Deep Modularity Networks with Diversity-Preserving Regularization
This work addresses feature-space diversity in graph clustering for researchers and practitioners, though it is incremental as it builds on existing DMoN methods.
The paper tackled the problem of graph clustering lacking feature-space diversity in Deep Modularity Networks by proposing DMoN-DPR with three novel regularization terms, resulting in significant improvements in label-based clustering metrics on benchmark datasets (p ≤ 0.05).

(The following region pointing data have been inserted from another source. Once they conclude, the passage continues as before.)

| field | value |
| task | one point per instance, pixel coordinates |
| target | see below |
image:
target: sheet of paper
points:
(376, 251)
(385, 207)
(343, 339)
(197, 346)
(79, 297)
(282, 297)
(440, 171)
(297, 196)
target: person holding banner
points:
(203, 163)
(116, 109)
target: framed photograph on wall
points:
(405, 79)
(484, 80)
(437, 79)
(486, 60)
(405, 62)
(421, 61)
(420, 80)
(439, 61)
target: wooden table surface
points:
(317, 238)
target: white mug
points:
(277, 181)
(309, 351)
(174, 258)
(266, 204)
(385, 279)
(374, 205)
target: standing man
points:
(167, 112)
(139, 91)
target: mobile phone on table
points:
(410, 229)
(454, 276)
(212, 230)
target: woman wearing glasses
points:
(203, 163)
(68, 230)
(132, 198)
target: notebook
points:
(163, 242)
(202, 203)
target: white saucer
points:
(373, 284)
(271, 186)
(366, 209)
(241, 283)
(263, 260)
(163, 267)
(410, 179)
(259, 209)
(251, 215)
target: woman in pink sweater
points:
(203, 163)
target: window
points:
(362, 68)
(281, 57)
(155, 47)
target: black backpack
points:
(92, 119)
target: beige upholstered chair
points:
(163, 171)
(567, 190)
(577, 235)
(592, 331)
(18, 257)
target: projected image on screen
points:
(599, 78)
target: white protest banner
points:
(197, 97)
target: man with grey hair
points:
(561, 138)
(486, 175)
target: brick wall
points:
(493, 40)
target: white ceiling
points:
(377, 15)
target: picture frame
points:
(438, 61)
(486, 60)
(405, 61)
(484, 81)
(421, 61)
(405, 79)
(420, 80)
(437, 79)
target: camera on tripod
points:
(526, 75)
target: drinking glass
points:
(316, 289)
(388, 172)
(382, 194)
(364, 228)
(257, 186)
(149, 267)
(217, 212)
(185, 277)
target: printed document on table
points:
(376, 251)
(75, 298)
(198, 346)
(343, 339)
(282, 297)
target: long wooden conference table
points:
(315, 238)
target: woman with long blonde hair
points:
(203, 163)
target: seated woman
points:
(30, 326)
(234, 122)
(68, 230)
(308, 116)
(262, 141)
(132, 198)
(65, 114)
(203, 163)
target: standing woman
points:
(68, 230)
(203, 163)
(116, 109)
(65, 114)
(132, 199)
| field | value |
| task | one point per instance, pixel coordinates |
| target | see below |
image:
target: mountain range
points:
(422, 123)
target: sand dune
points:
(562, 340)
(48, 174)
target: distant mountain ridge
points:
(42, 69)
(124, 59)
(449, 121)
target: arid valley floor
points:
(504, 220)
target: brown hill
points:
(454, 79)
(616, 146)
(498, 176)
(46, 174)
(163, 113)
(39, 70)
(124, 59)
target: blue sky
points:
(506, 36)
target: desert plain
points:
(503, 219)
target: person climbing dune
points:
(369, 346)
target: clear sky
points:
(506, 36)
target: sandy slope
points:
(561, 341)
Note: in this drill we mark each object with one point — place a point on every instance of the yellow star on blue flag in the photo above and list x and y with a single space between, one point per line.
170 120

Graph clustering plays a crucial role in graph representation learning but often faces challenges in achieving feature-space diversity. While Deep Modularity Networks (DMoN) leverage modularity maximization and collapse regularization to ensure structural separation, they lack explicit mechanisms for feature-space separation, assignment dispersion, and assignment-confidence control. We address this limitation by proposing Deep Modularity Networks with Diversity-Preserving Regularization (DMoN-DPR), which introduces three novel regularization terms: distance-based for inter-cluster separation, variance-based for per-cluster assignment dispersion, and an assignment-entropy penalty with a small positive weight, encouraging more confident assignments gradually. Our method significantly enhances label-based clustering metrics on feature-rich benchmark datasets (paired two-tailed t-test, $p\leq0.05$), demonstrating the effectiveness of incorporating diversity-preserving regularizations in creating meaningful and interpretable clusters.